Il y a quelque temps, c'était la famille Veriano... Mes espoirs et envies étaient maintenant donc hauts. Je rêvais de me voir en tête-à-tête avec un noble tout aussi fortuné, pour qui mes prix pourraient être facilement et nettement revues à la hausse.
Prudence était tout de même de mise, je me préparais plusieurs jours avant le bal, enquêtant sur la dite soirée, l'hôte, etc... Je notais que rien d'étrange ne se décernait... Bien. Après la reconnaissance, les achats. Je me vêtais d'une robe noire très habillée, d'un maquillage tout aussi sombre ainsi qu'un masque représentant un corbeau.
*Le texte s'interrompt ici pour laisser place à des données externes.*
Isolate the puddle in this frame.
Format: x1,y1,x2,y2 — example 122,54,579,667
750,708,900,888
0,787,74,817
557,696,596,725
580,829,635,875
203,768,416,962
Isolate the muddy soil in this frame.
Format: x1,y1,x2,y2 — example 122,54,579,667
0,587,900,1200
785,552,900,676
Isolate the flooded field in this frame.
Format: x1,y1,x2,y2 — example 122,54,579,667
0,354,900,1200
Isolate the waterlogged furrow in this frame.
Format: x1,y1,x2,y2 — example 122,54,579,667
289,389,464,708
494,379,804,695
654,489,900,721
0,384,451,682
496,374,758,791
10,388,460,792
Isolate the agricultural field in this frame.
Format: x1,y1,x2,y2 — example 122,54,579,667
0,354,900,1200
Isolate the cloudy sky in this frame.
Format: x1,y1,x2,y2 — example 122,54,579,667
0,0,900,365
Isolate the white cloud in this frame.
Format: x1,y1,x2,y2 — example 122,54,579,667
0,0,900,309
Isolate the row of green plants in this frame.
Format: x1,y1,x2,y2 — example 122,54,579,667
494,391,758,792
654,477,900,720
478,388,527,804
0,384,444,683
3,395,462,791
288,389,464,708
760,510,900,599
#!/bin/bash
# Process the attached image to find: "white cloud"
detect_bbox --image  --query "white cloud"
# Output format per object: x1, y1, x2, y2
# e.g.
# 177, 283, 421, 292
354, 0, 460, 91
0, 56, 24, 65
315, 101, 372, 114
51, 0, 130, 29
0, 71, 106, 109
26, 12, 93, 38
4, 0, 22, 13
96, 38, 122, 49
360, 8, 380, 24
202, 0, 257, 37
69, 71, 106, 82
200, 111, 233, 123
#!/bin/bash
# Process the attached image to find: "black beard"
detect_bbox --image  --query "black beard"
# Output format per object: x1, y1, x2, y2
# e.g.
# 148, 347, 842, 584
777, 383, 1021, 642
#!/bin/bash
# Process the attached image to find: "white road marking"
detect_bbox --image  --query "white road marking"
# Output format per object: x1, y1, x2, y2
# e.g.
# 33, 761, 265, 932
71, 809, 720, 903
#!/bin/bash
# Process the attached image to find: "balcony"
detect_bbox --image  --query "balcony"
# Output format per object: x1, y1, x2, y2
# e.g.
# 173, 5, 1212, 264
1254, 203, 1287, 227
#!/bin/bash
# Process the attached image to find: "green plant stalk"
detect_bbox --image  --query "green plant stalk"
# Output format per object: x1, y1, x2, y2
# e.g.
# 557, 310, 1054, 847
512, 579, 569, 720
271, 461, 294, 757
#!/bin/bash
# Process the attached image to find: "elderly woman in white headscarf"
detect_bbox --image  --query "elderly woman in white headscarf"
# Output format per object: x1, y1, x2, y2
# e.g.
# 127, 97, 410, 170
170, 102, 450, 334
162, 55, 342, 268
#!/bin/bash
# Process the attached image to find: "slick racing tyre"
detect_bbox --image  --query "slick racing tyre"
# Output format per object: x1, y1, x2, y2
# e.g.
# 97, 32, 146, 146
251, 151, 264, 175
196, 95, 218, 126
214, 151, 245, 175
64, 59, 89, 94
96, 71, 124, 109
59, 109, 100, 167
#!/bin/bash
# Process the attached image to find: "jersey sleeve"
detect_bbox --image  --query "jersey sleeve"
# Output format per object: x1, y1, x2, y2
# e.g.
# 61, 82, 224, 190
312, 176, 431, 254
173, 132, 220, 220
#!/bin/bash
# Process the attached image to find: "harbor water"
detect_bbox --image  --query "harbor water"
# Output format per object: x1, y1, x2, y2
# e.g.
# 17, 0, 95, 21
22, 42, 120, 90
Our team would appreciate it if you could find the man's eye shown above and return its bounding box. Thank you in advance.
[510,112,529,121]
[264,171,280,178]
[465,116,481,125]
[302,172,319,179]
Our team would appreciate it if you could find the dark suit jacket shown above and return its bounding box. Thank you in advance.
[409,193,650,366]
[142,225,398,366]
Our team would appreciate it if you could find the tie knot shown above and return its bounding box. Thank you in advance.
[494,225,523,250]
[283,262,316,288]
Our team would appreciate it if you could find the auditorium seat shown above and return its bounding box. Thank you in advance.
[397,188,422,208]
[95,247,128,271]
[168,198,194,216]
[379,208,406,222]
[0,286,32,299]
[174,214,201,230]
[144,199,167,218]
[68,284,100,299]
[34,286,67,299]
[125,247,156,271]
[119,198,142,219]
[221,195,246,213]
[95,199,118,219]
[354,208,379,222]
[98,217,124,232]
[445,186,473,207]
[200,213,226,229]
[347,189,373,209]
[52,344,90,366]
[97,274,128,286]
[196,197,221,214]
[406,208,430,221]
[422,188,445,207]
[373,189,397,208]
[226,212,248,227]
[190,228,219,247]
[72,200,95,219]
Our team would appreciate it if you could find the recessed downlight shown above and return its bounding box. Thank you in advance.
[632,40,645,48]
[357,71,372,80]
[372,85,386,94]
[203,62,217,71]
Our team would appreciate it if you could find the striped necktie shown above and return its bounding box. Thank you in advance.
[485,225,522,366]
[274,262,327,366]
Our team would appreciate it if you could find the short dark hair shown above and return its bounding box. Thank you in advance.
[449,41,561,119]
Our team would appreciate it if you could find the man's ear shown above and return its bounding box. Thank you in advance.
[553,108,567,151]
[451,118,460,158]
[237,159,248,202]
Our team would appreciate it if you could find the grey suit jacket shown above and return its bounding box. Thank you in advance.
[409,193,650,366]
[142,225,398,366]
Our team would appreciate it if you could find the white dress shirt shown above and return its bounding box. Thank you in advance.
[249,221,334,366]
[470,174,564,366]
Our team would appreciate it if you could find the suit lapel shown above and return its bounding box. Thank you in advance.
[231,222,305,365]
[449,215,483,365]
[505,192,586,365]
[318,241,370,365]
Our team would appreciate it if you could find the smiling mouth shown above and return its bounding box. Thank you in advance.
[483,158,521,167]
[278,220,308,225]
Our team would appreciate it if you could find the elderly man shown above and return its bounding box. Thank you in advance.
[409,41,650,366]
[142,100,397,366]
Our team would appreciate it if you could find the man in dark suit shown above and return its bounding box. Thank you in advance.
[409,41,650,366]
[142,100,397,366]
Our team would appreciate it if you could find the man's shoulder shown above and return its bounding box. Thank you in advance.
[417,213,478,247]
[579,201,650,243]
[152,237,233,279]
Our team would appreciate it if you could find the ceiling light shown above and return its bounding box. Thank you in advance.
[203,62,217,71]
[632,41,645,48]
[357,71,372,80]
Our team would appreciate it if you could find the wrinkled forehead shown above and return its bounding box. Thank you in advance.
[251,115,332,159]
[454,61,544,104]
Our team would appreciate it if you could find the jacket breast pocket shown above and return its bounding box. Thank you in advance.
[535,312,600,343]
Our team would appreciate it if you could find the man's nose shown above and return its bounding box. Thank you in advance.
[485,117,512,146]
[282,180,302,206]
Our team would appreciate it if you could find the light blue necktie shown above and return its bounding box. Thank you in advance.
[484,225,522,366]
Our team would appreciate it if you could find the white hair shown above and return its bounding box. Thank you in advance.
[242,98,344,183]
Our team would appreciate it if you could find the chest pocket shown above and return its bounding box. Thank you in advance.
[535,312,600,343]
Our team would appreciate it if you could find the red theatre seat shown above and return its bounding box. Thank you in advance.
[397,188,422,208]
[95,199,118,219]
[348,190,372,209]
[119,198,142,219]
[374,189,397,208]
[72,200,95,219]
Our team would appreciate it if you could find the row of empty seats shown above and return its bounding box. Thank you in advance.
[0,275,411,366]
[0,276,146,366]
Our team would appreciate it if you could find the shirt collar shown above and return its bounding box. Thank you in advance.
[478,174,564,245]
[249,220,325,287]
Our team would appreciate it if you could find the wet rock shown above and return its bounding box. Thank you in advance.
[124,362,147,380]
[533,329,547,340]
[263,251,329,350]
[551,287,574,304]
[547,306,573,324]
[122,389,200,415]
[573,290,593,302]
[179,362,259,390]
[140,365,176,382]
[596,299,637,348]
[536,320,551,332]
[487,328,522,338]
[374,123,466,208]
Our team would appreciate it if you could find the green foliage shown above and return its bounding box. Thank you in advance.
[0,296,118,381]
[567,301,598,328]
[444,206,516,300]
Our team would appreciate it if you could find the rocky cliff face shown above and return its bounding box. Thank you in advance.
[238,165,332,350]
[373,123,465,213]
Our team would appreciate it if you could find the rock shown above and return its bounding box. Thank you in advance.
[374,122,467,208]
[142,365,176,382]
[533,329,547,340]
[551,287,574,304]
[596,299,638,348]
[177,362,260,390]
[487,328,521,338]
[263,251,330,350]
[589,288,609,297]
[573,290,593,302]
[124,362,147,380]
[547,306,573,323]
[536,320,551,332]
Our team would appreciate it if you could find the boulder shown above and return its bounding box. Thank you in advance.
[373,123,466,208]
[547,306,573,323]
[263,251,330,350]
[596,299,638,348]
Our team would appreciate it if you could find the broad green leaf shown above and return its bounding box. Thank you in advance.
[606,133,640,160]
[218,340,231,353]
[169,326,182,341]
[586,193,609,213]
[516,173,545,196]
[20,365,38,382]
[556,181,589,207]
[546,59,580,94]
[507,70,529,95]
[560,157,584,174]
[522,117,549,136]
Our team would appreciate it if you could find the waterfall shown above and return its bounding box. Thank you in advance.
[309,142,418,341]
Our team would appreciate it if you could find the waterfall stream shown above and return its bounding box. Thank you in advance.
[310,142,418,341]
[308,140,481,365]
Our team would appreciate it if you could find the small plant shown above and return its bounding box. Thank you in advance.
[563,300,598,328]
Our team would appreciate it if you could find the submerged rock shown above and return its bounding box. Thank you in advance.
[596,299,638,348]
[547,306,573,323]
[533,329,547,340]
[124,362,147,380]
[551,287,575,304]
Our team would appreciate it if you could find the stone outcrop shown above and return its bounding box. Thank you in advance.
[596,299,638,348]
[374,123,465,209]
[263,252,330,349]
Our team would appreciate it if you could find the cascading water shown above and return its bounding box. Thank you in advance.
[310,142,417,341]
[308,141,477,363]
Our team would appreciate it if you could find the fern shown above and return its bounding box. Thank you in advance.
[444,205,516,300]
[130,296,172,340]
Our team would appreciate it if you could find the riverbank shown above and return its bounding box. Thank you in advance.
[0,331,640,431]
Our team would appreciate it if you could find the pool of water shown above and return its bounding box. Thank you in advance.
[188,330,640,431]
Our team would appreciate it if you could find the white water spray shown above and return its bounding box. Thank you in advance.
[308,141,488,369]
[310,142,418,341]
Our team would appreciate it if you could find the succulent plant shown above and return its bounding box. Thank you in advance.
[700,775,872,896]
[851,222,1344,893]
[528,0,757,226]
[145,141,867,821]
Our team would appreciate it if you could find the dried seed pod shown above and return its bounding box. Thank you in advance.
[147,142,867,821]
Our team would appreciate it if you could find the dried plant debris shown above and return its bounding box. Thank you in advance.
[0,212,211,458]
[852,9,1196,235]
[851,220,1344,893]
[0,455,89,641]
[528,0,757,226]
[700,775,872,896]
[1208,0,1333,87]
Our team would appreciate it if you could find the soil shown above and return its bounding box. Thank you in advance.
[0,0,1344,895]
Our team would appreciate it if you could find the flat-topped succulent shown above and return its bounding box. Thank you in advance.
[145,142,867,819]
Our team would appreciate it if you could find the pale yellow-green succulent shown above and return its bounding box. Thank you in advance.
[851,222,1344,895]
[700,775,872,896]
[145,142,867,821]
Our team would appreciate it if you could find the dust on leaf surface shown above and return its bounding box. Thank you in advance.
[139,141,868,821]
Le soir venu et ma tenue préparée, je partais en direction du lieu hôte. Je prenais soin de poster un corbeau à l'entrée, et un plus loin au cas où la soirée venait à se gâter. L'invitation tenait un faux nom et il ne me fut pas difficile d'entrer. Pour la soirée, je serais Dame Ashton.
Je fis un petit tour de la salle, cherchant le détenteur du fameux masque sans vraiment trouver. Finalement, c'est un verre à la main que je me tenais seule dans un coin à attendre. Ma tenue était suffisamment voyante pour que l'on puisse faire un lien...
Cette dernière, néanmoins, ne faisait pas qu'appâter le client. J'eus le droit à plusieurs prétendants aventureux qui osèrent s'approcher pour me faire la cour... Argh... À ce train, je sens que la soirée va être longue.
Un espion. Cela faisait un moment que Nyx essayait en vain de trouver une personne à la fois qualifiée et discrète pour ce poste. Il y avait certes des espions à la solde du royaume qu’elle aurait pu envisager mais ça ne correspondait pas à ses attentes. Non, là elle souhaitait que personne ne soit au courant, pas même son amante et supérieure première ministre. Seul son secrétaire était dans la boucle à sa plus grande discrétion et elle avait toute confiance en lui. Après tout, on dit que pour tromper ses ennemis il faut d’abord tromper ses amis, et c’était précisément ce dont elle avait besoin.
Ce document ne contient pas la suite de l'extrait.